Mississippi and Vermont--because they do not distribute infant formula 

through retail outlets but rather use direct distribution and home 

delivery food distribution systems, respectively. Under direct 

distribution, participants pick up standard formula from storage 

facilities operated by the state or local agency; under home delivery, 

formula is delivered to the participant’s home. Also, not included in 

our survey were 35 WIC agencies that were either exempt from operating 

a cost containment system or judgmentally excluded from our survey due 

to their small size.



[3] The 88 state-level WIC agencies, referred to as “WIC agencies” 

throughout this report, include agencies in all 50 states, the District 

of Columbia, American Samoa, the Commonwealth of Puerto Rico, Guam, the 

U.S. Virgin Islands, and 33 Indian Tribal Organizations.



[4] In our survey, the WIC agencies reported all infants using formula 

that was under contract for rebate. In addition, they reported all 

infants using formula for which no rebates were received, and this no-

rebate-received category was provided in two parts: noncontract 

standard formula and nonstandard (or “special”) formula.



[5] Mississippi, one of two agencies not included in our survey because 

it does not purchase formula through retail outlets, also prohibits the 

use of noncontract standard formula without exception. According to a 

Mississippi WIC agency official, the agency receives a discounted price 

for contract standard infant formula resulting from a competitively bid 

contract with a single manufacturer. The formula is directly delivered 

by the manufacturer to 94 food centers operated by state employees, 

where the agency’s WIC participants pick it up.



[6] California’s proposed policy, which has been submitted to FNS for 

approval, would revise its policy in three significant ways. First, the 

agency will only allow local staff to provide noncontract standard 

formula to infants up to 6 months of age (compared to 12 months now) 

with medical documentation from a physician. Noncontract standard 

formula will not be issued after the infant is six months of age. 

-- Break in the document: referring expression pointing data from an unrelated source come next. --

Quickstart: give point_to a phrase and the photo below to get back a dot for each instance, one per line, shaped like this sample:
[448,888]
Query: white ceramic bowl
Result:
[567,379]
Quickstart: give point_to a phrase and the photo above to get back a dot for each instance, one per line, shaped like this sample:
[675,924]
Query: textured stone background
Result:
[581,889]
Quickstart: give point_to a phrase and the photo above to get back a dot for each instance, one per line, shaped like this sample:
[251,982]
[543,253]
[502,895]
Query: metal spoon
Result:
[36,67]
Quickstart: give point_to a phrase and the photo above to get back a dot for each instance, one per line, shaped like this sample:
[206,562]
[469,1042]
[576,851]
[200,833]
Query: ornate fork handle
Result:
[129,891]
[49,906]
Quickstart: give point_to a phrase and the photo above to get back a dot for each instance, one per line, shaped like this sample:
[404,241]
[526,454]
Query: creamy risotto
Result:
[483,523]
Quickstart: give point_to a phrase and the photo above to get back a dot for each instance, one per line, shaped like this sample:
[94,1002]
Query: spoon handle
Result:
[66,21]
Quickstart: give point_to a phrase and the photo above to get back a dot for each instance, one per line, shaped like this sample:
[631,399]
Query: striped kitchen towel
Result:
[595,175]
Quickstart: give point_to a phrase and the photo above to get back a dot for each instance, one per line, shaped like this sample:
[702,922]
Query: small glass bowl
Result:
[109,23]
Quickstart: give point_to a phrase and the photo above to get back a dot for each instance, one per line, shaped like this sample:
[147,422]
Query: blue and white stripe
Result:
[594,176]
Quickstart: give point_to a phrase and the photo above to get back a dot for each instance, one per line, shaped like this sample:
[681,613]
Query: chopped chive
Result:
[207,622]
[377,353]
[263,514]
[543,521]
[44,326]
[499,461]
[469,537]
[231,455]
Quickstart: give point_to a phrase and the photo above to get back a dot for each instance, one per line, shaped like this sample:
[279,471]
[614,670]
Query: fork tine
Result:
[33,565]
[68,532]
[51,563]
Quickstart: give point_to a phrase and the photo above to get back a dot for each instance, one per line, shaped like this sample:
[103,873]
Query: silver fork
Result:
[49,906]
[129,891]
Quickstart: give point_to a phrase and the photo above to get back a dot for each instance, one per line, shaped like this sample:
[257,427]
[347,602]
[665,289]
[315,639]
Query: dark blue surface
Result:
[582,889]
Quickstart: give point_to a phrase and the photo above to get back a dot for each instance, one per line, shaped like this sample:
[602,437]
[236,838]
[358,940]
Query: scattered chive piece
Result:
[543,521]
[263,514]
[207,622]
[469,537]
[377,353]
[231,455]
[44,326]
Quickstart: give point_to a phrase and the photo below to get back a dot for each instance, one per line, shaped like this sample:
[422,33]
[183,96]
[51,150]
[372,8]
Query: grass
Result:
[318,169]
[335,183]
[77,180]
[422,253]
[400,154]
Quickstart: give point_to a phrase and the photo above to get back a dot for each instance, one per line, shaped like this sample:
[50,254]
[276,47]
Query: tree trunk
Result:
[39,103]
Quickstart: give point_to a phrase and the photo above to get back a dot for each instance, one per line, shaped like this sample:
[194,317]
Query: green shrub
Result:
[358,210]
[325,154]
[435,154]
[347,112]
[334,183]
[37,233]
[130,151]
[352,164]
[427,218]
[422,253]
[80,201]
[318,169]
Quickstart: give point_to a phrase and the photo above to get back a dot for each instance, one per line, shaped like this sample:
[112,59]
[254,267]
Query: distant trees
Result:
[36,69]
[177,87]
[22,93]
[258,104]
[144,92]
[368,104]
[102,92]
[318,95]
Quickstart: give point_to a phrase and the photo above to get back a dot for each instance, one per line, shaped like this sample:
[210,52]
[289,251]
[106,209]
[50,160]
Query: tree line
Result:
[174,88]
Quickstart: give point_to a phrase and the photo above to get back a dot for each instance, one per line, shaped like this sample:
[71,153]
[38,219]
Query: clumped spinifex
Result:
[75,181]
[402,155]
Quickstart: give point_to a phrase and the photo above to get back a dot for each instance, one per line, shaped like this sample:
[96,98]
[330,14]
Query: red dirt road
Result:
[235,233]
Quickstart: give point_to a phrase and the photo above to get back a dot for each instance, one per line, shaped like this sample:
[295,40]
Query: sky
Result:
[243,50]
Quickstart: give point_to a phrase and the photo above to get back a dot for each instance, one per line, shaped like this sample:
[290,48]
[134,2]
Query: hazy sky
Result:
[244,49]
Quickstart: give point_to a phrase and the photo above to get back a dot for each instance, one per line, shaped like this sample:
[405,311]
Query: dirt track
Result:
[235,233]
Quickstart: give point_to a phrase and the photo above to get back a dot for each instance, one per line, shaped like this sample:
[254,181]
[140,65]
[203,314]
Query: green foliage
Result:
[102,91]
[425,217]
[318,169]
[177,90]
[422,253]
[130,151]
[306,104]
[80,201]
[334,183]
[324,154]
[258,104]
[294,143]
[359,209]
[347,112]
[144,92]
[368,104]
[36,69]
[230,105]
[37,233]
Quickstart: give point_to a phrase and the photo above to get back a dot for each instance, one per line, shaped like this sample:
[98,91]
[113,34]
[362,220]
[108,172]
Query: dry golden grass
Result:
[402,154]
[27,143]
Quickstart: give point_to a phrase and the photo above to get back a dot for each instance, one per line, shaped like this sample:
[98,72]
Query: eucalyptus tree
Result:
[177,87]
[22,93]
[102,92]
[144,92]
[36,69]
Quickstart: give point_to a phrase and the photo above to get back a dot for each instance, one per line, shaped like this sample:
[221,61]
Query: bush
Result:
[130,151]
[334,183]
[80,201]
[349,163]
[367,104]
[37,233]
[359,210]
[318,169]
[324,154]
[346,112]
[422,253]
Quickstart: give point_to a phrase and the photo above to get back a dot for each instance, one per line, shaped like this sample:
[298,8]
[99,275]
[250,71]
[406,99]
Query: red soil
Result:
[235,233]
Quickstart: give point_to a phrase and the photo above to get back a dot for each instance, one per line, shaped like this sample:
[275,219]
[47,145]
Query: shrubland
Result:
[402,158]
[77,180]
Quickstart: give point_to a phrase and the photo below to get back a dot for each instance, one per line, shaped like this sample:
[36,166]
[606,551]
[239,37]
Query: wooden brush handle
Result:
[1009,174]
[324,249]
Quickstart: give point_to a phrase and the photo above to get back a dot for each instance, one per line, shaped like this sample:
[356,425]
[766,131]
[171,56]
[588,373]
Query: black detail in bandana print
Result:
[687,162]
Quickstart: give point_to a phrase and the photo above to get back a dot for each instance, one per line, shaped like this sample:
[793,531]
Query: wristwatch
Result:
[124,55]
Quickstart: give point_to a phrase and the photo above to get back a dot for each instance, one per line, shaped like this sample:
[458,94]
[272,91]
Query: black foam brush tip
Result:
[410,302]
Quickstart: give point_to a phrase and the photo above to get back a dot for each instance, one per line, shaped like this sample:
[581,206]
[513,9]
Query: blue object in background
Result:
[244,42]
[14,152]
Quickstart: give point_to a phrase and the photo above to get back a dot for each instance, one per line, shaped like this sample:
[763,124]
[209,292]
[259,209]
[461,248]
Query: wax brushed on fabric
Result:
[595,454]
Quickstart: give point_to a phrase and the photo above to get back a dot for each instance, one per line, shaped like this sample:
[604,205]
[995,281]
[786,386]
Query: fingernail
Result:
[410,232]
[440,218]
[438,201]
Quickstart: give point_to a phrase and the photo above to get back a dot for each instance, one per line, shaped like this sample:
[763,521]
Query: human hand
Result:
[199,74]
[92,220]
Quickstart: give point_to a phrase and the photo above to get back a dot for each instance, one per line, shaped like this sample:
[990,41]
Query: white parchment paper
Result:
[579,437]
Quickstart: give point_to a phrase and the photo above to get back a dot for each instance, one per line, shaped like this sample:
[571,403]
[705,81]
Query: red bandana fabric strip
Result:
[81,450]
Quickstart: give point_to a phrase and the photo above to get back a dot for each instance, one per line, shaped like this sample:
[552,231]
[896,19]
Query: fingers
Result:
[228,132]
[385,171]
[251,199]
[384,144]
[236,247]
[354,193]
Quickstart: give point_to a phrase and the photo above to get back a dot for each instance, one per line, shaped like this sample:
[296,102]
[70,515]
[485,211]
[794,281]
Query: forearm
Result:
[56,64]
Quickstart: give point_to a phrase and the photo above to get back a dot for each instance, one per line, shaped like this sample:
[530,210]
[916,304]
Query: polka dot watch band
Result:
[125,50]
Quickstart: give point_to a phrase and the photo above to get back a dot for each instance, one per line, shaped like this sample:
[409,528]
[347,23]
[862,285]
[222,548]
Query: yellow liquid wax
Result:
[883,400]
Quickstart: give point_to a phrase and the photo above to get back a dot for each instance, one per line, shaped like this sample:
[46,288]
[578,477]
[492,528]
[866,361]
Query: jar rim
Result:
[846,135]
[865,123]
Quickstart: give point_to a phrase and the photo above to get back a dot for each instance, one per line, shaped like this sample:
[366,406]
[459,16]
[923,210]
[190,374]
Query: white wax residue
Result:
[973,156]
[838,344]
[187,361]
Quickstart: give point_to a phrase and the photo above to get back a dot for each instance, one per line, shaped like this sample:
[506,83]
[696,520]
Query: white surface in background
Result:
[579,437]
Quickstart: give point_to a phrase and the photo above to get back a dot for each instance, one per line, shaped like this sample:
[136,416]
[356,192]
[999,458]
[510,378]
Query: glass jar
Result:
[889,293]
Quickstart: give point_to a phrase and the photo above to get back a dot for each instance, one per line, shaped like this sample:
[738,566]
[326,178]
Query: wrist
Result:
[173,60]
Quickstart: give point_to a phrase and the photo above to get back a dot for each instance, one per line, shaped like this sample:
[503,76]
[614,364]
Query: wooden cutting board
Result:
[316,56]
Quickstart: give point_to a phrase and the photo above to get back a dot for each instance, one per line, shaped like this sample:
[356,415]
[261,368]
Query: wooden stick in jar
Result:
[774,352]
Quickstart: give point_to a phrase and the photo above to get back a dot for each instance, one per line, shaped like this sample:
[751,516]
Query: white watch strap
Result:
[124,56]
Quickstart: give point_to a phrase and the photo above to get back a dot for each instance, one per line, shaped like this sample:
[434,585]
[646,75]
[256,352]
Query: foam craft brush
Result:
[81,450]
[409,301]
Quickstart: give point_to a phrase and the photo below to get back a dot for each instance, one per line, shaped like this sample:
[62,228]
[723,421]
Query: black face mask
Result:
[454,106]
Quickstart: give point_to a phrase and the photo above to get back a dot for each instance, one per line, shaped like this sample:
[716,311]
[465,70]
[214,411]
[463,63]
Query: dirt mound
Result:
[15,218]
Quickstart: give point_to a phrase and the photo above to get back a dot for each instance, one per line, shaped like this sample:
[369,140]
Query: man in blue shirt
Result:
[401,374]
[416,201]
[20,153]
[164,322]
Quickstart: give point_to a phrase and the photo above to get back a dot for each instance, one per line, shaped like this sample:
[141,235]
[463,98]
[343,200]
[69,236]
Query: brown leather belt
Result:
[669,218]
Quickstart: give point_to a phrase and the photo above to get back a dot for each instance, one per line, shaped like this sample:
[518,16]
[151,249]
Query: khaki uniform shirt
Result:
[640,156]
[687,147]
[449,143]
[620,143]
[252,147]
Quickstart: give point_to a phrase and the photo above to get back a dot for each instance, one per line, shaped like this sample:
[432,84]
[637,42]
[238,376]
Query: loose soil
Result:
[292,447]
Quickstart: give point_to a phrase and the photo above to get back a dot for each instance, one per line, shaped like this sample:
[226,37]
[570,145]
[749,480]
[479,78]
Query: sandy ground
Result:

Second, local staff will be required to educate the parents of newborns 

about the adjustments the infant’s gastrointestinal tract makes during 

the first three months so that--after about three months of age in most 

cases--the infant will be able to tolerate the contract standard 

formula even if she or he was not able to at an earlier age. At this 

point, the parents should begin to introduce the contract standard 

product so that the transition is complete by 6 months of age. Third, 

if after 6 months of age the infant still cannot tolerate the contract 

standard product, she or he should receive a medical evaluation for 

possible transition to a medical (nonstandard) formula for a more 

severe condition.



[7] We were able to determine the portion of noncontract standard 

formula use for just 35 agencies because 6 of the 41 WIC agencies that 

only prohibited noncontract standard formula use with some exceptions 

did not provide sufficient usage data in our survey.



[8] B. Lloyd et al., Ross Product Div., Abbot Laboratories, “Formula 

Tolerance in Postbreastfed and Exclusively Formula-fed Infants”, 

Pediatrics Vol. 103 No. 1, January (1999). J. S. Hyams et al., “Effect 

of Infant Formula on Stool Characteristics of Young Infants”, 

Pediatrics 95: 50-54, (1995). 



[9] Four state WIC agencies said that, although they had changed 

manufacturers, they did not have the data to determine whether 

noncontract standard formula use had been affected. An additional 15 

agencies said that they had always contracted with the same 

manufacturer and therefore, their noncontract standard use had not been 

affected by a change of formula manufacturer. 



[10] Another of the large agencies we contacted, California, reported 

that while its contract has remained with the same manufacturer for a 

number of years, it continues to grapple on a continuing basis with 

parental requests to use noncontract standard formula because their 

infant has started on a different formula before leaving the hospital.